The resulting datasets were analysed using clustering at 3% dissimilarity to calculate the observed and estimated OTUs, and build rarefaction curves. The results for the selected datasets are summarised in Figure 3 and Table 1 and Table 2, and the total results are provided as supporting information, Figure S2 and Table S1. The values obtained after removing questionable sequences with the help of taxonomy are in all cases smaller that those previously obtained.

Figure 3. Rarefaction curves from experimental data sets (-Euk -UC1).

Evolution of ACE, Chao1 and OTUs figures with the sample size. The continuous line represents the OTUs distribution at 3% dissimilarity, the dotted and dashed lines represent the evolution of Chao1 and ACE respectively, with sample size. The selected datasets are Priest Pot lake, grassland FMG1 pooled SF3+SF4 maize rhizosphere and ERR011062 faecal sample to measure diet influence on gut microbiota: results displayed were obtained after additional removal of eukaryotic sequences and unclassified sequences that clustered as singleton OTUs.

In the case of the Priest Pot data, where a moderate biodiversity value was expected and the starting data showed a σ of 1.4 (Table 4), the Chao1 estimator can be observed reaching the plateau with a relatively moderate sample size (the average slope of the last 10 rarefaction steps is −0.65). In the case of soil samples from grasslands, the expected biodiversity was higher and, although the rarefaction curve of the observed OTUs did not saturate biodiversity, the Chao1 estimate was already stabilised or close to stabilisation. When more sequences were considered and a higher biodiversity was expected, as in the case of pooled data from maize-culture soils, the effect of removing questionable sequences was more evident, both in the number of observed OTUs and in the behaviour of Chao1 estimates (Figure 3, Table 1 and Table 2). A special circumstance was observed in the case of faecal samples used to estimate gut microbiota: in this case from the rarefaction curves of the observed OTUs, Chao1 and ACE and from the distribution parameters it seems that we are still far from having adequate sampling to reach an accurate estimate of total richness. Chao1 generally produced lower estimates than ACE, even when σ>1.

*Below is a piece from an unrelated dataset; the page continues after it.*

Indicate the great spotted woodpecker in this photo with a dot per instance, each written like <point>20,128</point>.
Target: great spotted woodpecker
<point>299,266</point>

ESPRIT is highly efficient in locating the relevant sequences using k-mer filtering, however, it requires very lengthy running times to build the pairwise alignments for high complexity data. A new version, ESPRIT-Tree, has been reported to provide significant improvements but is not yet available for production use, and has not been considered in this study. MOTHUR, which makes use of multiple sequence alignments and simple distance estimations, requires lower yet still lengthy running times. RDP and Otupipe, on the other hand, can work with the largest datasets in reasonable times with acceptable results. For this reason we consider that the latter tools are preferable when dealing with high complexity samples. The facility to locally run Otupipe presents a convenient advantage over the RDP web-based work flow when dealing with many datasets, albeit at the cost of requiring a suitably powerful computer. It is worth noting that QIIME bundles these (and many more) tools in a convenient way.

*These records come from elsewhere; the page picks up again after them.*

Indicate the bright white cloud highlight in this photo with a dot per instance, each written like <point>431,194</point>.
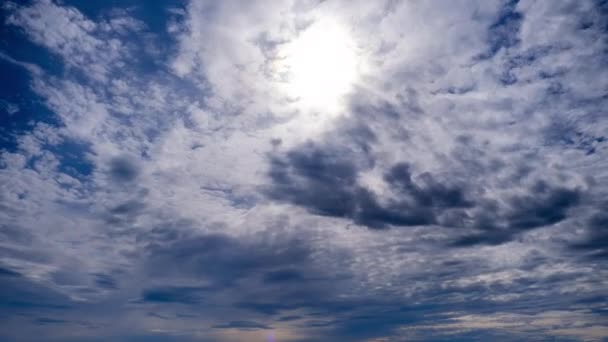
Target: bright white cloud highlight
<point>319,66</point>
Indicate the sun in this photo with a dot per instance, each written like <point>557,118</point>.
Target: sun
<point>319,66</point>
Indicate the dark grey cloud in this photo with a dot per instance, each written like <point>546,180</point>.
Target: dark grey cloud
<point>124,169</point>
<point>595,243</point>
<point>458,193</point>
<point>324,179</point>
<point>242,325</point>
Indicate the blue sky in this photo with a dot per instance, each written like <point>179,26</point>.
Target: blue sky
<point>304,170</point>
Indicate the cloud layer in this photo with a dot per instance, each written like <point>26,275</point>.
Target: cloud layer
<point>158,184</point>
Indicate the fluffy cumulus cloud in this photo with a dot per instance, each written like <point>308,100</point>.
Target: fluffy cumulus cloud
<point>304,170</point>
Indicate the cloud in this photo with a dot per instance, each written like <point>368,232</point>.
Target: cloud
<point>159,184</point>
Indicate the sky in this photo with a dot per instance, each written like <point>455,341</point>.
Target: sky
<point>304,170</point>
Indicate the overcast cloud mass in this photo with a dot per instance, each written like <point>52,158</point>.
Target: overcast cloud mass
<point>197,171</point>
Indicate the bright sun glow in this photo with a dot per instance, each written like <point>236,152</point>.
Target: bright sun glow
<point>319,66</point>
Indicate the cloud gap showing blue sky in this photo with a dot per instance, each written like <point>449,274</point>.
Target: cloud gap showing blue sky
<point>304,170</point>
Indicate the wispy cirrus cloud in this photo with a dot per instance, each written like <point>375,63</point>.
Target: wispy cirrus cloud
<point>159,183</point>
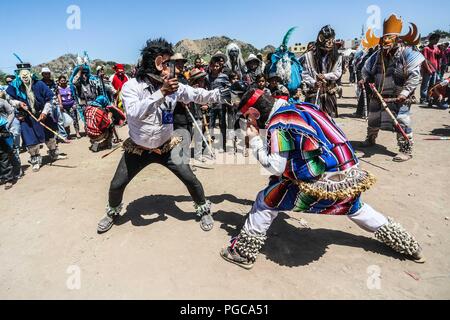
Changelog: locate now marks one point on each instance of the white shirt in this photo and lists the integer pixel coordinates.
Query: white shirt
(144, 110)
(275, 163)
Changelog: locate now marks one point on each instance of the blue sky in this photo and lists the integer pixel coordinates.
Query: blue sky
(117, 29)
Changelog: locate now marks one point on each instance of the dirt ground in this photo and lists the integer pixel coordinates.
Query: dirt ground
(157, 251)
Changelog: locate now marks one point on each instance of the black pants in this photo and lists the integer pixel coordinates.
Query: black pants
(6, 168)
(131, 164)
(221, 114)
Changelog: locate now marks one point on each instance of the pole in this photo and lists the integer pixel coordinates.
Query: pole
(200, 131)
(366, 107)
(54, 132)
(389, 112)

Generation of synthetic communities

We have generated synthetic communities with a very large number of OTUs to stress test the analysis process. The preliminary analysis was conducted with simple synthetic communities generated under tightly controlled conditions: all individuals had “evolved” from a single reference sequence by accumulation of point mutations up to a 3.5% distance. We chose to build communities derived from the E. coli V3V5 region as representative of the current 454 read lengths, and from the full-length 16S as representative of an ideal situation, where all variability can be considered. These datasets were used to compare tool efficiency and draw initial estimates as to the complexity of the problem.

Experimental situations, however, may be better modelled by a more skewed log-normal distribution and display a wider variability. Furthermore, in real world experiments, regions other than V3V5 are also considered. To account for these factors, we generated communities derived from reference databases in VAMPS covering the most commonly used regions as well as the full-length SSU. It is well known that different organisms may not be resolved as separate OTUs when using a given region [42]. For this reason, we clustered all the sequences in each database to identify sequences representing separately identifiable OTUs. Since a large OTU may be split in the clustering process, it is still possible that some selected OTU representatives may be closer than 3% to each other. To avoid introducing a possible confusion factor to subsequent analyses, we then compared all representatives using BLAT (which is more efficient than Blast and just as reliable for distances below 3%) to obtain an initial set of sequences, each of which may act as a seed for a separate OTU. We next mutated selected seed sequences to generate the number of individuals required to match various log-normal distributions. The resulting synthetic communities represent an ideal situation where the whole region considered could be sequenced reliably from each sampled individual. Finally, when dealing with macroscopic organisms, it is possible for many species to be represented by only one individual in the community, however, when dealing with microorganisms, this requirement may be too restrictive, not only because the niche may accommodate a huge number of individuals, but also because their fast duplication pace renders the presence of genetically unique individuals more unlikely. These situations have been simulated by ensuring the presence of at least two or three copies of each synthetic sequence in the community.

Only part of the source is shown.